K7 channels are potential regulators of the exercise pressor reflex.

The exercise pressor reflex (EPR) originates in skeletal muscle and is activated by exercise-induced signals to increase arterial blood pressure and cardiac output. Muscle ischemia can elicit the EPR, which can be inappropriately activated in patients with peripheral vascular disease or heart failure to increase the incidence of myocardial infarction. We seek to better understand the receptor/channels that control excitability of group III and group IV muscle afferent fibers that give rise to the EPR. Bradykinin (BK) is released within contracting muscle and can evoke the EPR. However, the mechanism is incompletely understood.

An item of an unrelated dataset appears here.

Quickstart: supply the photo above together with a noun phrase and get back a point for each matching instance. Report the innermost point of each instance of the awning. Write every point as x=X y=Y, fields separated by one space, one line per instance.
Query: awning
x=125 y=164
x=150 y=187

K7 channels strongly regulate neuronal excitability and are inhibited by BK. We have identified K7 currents in muscle afferent neurons by their characteristic activation/deactivation kinetics, enhancement by the K7 activator retigabine, and block by K7 specific inhibitor XE991. The blocking of K7 current by different XE991 concentrations suggests that the K7 current is generated by both K7.2/7.3 (high affinity) and K7.5 (low affinity) channels. The K7 current was inhibited by 300 nM BK in neurons with diameters consistent with both group III and group IV afferents. The inhibition of K7 by BK could be a mechanism by which this metabolic mediator generates the EPR. Furthermore, our results suggest that K7 channel activators such as retigabine, could be used to reduce cardiac stress resulting from the exacerbated EPR in patients with cardiovascular disease. K7 channels control neuronal excitability. We show that these channels are expressed in muscle afferents and generate currents that are blocked by XE991 and bradykinin (BK). The XE991 block suggests that K7 current is generated by K7.2/3 and K7.5 channels. The BK inhibition of K7 channels may explain how BK activates the exercise pressor reflex (EPR). Retigabine can enhance K7 current, which could help control the inappropriately activated EPR in patients with cardiovascular disease.